Strange Objects
- First edition
- Author: Gary Crew
- Language: English
- Publisher: William Heinemann Australia
- Publication date: 1990
- Publication place: Australia
- Pages: 185 pp
- ISBN: 1863301135

= Strange Objects =

1990 novel by Gary Crew

Strange Objects is a 1990 novel by Australian author Gary Crew.

==Story outline==
Strange Objects is set in and around Geraldton in Western Australia and is based on the shipwreck of the Dutch vessel the Batavia. Using the framing device of a collection of papers made by a missing boy, Steven Messenger, it is a mystery story that explores the construction of history. When Steven discovers relics from the wreck of the Batavia while on a school camp, (a diary and a mummified hand with a gold ring on it, the two inside an iron pot), he investigates the media frenzy surrounding them, and in particular the stories of two murderers, Wouter Loos and Jan Pelgrom, from the doomed ship who are banished to what they think is a deserted island for committing crimes of mutiny. The book parallels characters from the past and present in an exploration of human nature, and the presentation of self through the written word. It features an unusual construction, similar to Bram Stoker's Dracula in that the book is an epistolary novel; a compilation of letters, diary entries and photocopies. Hence, there is no one authoritative narrative voice, but a series of narrative voices collected in Messenger's scrapbook. Steven Messenger has several psychotic episodes and eventually kills Charlie Sunrise and a lizard in Strange Objects.

==Background==
The book was partly a response to Australia's Bicentenary, which occurred in 1988. This event caused a revival of interest in Australian history, particularly in the "discovery" of the land. The bicentenary celebrated the landing of the "First Fleet" in 1788, and the beginning of permanent European settlement in Australia. James Cook charted the east coast of Australia in 1770, however there were a number of sightings and landings prior to this.

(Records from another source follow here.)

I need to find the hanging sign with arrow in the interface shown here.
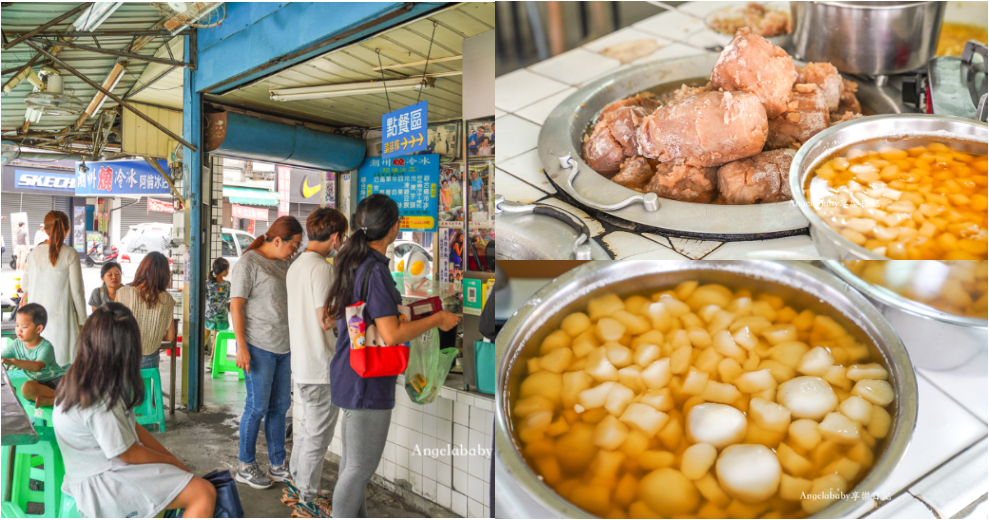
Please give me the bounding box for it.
[381,101,429,159]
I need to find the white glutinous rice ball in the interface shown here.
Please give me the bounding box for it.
[776,376,838,421]
[715,444,782,503]
[687,403,747,449]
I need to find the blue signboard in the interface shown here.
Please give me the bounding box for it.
[381,101,429,159]
[76,159,170,196]
[14,170,76,192]
[357,154,440,231]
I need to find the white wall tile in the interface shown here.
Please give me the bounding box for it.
[436,482,452,509]
[436,462,453,487]
[453,468,469,493]
[467,498,484,518]
[450,491,467,517]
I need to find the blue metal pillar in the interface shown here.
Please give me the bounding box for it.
[181,32,205,412]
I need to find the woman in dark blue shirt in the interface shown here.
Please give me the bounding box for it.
[325,193,460,518]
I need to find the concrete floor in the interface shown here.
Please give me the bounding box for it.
[154,355,426,518]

In Strange Objects, Gary Crew takes the premise that survivors from the Batavia, made it to the mainland, and lived with the Aboriginal people of the area. This actually happened, with European settlers noticing that the aboriginals had fair hair and more complex bush huts, which resembled their houses.

==Historical basis==
The Batavia, the ship they were on, sunk in 1629 with 300 people on board (and the Tyrall earlier in 1622). Two hundred and fifty made it ashore, on a tiny desolate sand bank known as Beacon island. The commander Francisco Pelsaert took a long boat with 48 person and sailed to Java to get help, leaving the rest to wait.

The man who took charge was Jeronimus Cornelisz. Heretic and psychopath, he instantly rallied up a council and took charge.
To maximize his control over the survivors, he left groups of soldiers on nearby islands to look for water and told them to leave their guns. When the soldiers found a water reservoirs on hospitable island (West Wallabi Island) they signalled to the rest with smoke. However, when no reply came, they became instantly suspicious.

Jeronimus and his men had killed over 120 people, with another 40 escaping to West Wallabi Island.

By the time help came, the soldiers had repelled attacks with improvised weapons, whereas the mutineers had far superior weapons. The commander and the rescue team came, and executed most of the mutineers. Two of the mutineers were set adrift with little food and water. They came ashore on the West Australian Coastline

==Themes==
Strange Objects in part examines the place of Aboriginal people, in both historical and in contemporary contexts. The contemporary context is a poor one. The Aboriginal people live in a reserve which is tattered and ruined. They largely shun contact with white society, who refer to them by the derogatory term "Abos". We also see them in 1629. Here they are masters of the land, and more adapted to survival here than the Dutch sailors. We are also shown glimpses of the 19th century, where the Aboriginal people are largely regarded uncivilised or savage. What unfolds throughout the novel is the complexity of the Aboriginal past including its history told in rock art and passed down in oral stories.

==Awards and nominations==
- 1991: Winner of the Australian Children's Book Council Book of the Year for Older Readers
- 1991: Winner of the 1991 Victorian Premier's Literary Award

It was also shortlisted for the Edgar Allan Poe Mystery Fiction Award (Crime writers of America).